Aside from the raw analysis step, it involves database and
data management aspects,
data preprocessing,
model and
inference considerations, interestingness metrics,
complexity considerations, post-processing of discovered structures,
visualization, and
online updating.
The term is a
buzzword, and is frequently misused to mean any form of large-scale data or information processing (
collection,
extraction,
warehousing,
analysis, and statistics) but is also generalized to any kind of
computer decision support system, including
artificial intelligence,
machine learning, and
business intelligence. In the proper use of the word, the key term is
discovery[citation needed],
commonly defined as "detecting something new". Even the popular book
"Data mining: Practical machine learning tools and techniques with Java"
(which covers mostly
machine learning
material) was originally to be named just "Practical machine learning",
and the term "data mining" was only added for marketing reasons.
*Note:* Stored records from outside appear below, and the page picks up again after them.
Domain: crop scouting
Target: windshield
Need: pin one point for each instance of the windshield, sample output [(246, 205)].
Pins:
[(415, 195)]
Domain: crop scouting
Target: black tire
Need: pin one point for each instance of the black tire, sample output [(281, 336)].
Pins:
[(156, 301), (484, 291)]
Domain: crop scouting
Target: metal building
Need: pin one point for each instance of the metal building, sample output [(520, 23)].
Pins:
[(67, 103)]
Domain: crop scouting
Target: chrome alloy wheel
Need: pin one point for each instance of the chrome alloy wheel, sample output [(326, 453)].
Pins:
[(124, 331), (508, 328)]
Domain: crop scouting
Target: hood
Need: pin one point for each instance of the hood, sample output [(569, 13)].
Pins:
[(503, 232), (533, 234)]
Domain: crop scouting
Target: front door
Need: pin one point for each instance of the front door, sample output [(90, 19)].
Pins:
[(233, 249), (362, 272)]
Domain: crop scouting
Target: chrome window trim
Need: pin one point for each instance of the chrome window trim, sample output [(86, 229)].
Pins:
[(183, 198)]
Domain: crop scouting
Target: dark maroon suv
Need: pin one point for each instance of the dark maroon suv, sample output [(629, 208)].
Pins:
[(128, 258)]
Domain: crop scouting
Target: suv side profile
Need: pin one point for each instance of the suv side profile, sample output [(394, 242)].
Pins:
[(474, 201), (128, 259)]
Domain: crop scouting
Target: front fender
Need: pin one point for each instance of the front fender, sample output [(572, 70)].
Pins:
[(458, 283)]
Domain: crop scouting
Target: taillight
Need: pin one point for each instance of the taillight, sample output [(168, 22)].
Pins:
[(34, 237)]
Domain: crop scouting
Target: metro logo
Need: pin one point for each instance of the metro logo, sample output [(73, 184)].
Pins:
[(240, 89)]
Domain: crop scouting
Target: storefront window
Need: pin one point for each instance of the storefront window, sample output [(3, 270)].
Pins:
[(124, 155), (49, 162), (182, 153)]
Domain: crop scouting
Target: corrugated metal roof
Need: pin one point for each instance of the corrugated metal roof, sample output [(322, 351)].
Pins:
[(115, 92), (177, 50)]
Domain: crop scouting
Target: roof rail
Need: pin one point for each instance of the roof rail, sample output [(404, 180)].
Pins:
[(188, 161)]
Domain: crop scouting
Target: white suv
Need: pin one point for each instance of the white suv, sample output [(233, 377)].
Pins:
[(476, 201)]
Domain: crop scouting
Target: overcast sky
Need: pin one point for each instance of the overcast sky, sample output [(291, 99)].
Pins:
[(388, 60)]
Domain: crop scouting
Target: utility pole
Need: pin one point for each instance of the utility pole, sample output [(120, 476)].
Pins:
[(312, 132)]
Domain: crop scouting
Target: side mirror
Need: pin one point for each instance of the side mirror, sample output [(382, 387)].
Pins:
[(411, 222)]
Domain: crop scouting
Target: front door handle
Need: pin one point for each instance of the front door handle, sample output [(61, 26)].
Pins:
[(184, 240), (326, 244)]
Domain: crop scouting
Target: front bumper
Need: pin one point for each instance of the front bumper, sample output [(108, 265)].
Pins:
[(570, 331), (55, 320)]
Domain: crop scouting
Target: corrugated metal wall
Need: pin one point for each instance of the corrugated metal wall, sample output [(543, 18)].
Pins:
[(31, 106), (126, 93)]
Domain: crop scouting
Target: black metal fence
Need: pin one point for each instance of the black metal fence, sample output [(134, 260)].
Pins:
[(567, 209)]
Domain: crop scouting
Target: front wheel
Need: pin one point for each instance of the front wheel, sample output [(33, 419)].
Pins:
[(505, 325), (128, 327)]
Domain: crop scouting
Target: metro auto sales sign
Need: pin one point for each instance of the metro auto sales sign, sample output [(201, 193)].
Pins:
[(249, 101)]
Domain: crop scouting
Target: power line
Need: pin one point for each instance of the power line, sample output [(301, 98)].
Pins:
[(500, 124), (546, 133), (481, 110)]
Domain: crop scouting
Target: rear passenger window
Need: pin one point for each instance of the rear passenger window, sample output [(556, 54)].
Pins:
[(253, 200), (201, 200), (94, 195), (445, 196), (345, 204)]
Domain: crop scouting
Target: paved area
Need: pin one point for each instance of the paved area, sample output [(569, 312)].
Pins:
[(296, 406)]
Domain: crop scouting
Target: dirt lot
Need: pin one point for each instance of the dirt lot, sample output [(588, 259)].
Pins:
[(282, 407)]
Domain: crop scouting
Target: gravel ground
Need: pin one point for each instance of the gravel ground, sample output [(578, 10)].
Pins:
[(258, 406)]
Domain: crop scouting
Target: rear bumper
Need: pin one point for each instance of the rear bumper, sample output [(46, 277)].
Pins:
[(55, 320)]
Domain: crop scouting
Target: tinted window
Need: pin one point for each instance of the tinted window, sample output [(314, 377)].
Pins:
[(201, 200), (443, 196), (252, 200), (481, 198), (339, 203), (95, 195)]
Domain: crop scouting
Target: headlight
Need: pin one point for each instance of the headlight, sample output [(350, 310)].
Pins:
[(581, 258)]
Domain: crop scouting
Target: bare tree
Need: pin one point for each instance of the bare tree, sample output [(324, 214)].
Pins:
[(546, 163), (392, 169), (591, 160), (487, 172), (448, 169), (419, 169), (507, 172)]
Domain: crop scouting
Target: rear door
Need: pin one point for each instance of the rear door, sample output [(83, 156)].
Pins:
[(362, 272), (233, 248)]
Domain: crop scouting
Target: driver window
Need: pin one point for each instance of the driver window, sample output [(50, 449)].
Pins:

Often the more general terms "(large scale)
data analysis", or "
analytics" – or when referring to actual methods,
artificial intelligence and
machine learning – are more appropriate.
The actual data mining task is the automatic or semi-automatic
analysis of large quantities of data to extract previously unknown
interesting patterns such as groups of data records (
cluster analysis), unusual records (
anomaly detection) and dependencies (
association rule mining). This usually involves using database techniques such as
spatial indices.
These patterns can then be seen as a kind of summary of the input data,
and may be used in further analysis or, for example, in
machine learning and
predictive analytics.
For example, the data mining step might identify multiple groups in the
data, which can then be used to obtain more accurate prediction results
by a
decision support system.
Neither the data collection, data preparation, nor result
interpretation and reporting are part of the data mining step, but do
belong to the overall KDD process as additional steps.
The related terms
data dredging,
data fishing, and
data snooping
refer to the use of data mining methods to sample parts of a larger
population data set that are (or may be) too small for reliable
statistical inferences to be made about the validity of any patterns
discovered. These methods can, however, be used in creating new
hypotheses to test against the larger data populations.
Data mining uses information from past data to analyze the outcome of
a particular problem or situation that may arise. Data mining works to
analyze data stored in data warehouses that are used to store that data
that is being analyzed. That particular data may come from all parts of
business, from the production to the management. Managers also use data
mining to decide upon marketing strategies for their product. They can
use data to compare and contrast among competitors. Data mining
interprets its data into real time analysis that can be used to increase
sales, promote new product, or delete product that is not value-added
to the company.
Process
The
Knowledge Discovery in Databases (KDD) process is commonly defined with the stages:
- (1) Selection
- (2) Pre-processing
- (3) Transformation
- (4) Data Mining
- (5) Interpretation/Evaluation.
It exists, however, in many variations on this theme, such as the
Cross Industry Standard Process for Data Mining (CRISP-DM) which defines six phases:
- (1) Business Understanding
- (2) Data Understanding
- (3) Data Preparation
- (4) Modeling
- (5) Evaluation
- (6) Deployment
or a simplified process such as (1) pre-processing, (2) data mining, and (3) results validation.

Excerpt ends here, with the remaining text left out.